In July 2024, Edwards pleaded guilty to making indecent images of children. The specifics are brutal. He had groomed a vulnerable seventeen-year-old, repeatedly soliciting explicit sexual photographs. He had also cultivated a separate online relationship with a man who, between December 2020 and August 2021, sent him messages containing child abuse imagery—including the most extreme category—which Edwards accessed. For decades, Edwards had been one of the most powerful figures in British television. His double life spiraled until he had no choice but to announce his total exit from public life.

Channel 5's drama, titled Power: The Downfall of Huw Edwards, attempts to tell this story. The cast includes Osian Morgan as the teenager at the centre of the allegations, along with actors portraying journalists from The Sun who broke the story. Clunes spoke to The Times about his research, explaining that he also reached out to Edwards' former BBC colleagues. "I don't want to be drawn into slagging Huw Edwards off, because I don't see that as my role," he said. "But I didn't hear any compliments."

The drama airs on March 24. But even before it reaches viewers, a former BBC executive has issued a warning. Roger Mosey, who once headed BBC TV News, told the press he believes the series is "very risky" and will "rapidly run into legal problems." He suggested a documentary approach would have been safer. The dramatization walks a line between telling a story the public needs to understand and potentially crossing into territory that could invite legal challenge. Clunes' preparation—the archive footage, the conversations with colleagues, the search for the man beneath the public figure—represents an attempt to do something difficult: to show how someone can be two people at once, and how the world can miss what is happening in plain sight.

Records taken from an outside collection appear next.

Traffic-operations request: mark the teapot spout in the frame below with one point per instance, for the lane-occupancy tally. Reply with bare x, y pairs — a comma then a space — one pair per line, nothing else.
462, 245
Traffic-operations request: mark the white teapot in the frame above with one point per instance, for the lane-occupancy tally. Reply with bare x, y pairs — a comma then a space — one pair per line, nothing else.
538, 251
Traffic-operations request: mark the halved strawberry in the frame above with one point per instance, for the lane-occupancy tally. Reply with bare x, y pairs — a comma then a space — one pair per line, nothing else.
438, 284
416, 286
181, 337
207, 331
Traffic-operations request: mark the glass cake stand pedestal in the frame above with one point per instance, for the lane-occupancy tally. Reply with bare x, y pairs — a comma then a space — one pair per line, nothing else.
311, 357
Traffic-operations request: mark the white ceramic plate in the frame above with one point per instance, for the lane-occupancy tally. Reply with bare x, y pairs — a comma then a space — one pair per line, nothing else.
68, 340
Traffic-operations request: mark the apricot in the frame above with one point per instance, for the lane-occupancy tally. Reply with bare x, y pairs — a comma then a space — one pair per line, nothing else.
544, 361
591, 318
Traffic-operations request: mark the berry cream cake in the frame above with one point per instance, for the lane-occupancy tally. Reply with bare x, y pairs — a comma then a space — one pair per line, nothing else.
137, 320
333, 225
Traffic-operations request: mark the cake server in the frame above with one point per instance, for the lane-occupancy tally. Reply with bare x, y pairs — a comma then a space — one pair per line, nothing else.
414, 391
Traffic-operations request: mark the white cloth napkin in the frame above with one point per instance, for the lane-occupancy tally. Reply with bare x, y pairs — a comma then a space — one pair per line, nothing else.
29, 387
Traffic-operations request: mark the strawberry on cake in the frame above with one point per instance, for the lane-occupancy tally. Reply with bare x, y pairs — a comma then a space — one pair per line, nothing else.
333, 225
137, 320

I don't want to be drawn into slagging Huw Edwards off, because I don't see that as my role. But I didn't hear any compliments.
— Martin Clunes
The series is very risky and will rapidly run into legal problems; a documentary approach would have been safer.
— Roger Mosey, former BBC TV News head
A Conversa do Hearth Outra perspectiva sobre a história
Inventor

What made you decide to take on a role like this? It's not a character you can sympathize with.

Model

I think that's exactly why it matters. The public knew Huw Edwards one way. This drama is about showing the gap between the person on screen and the person in private. That gap is where the crime happened.

Inventor

When you watched that footage of him outside Number 10, texting—did you feel like you were seeing something you shouldn't?

Model

Not shouldn't. But it was unsettling because it was so ordinary. He's just waiting to go live, doing what thousands of people do every day. Except we know now what he was doing when no one was watching.

Inventor

Did the former colleagues you spoke to seem shocked? Betrayed?

Model

No one said anything good about him. But I got the sense it was more complicated than simple betrayal. It was disbelief, maybe. How do you reconcile the person you worked alongside with what he'd done?

Inventor

A former BBC boss warned this drama could face legal trouble. Does that change how you approach the character?

Model

It makes you careful. But careful doesn't mean dishonest. We're telling a true story about a real crime. The risk is in the details, in how you portray the grooming itself. That's where the line is.

Inventor

What will viewers take away from this?

Model

I hope they understand that predators don't look like monsters. They look like the people we trust. That's the real horror.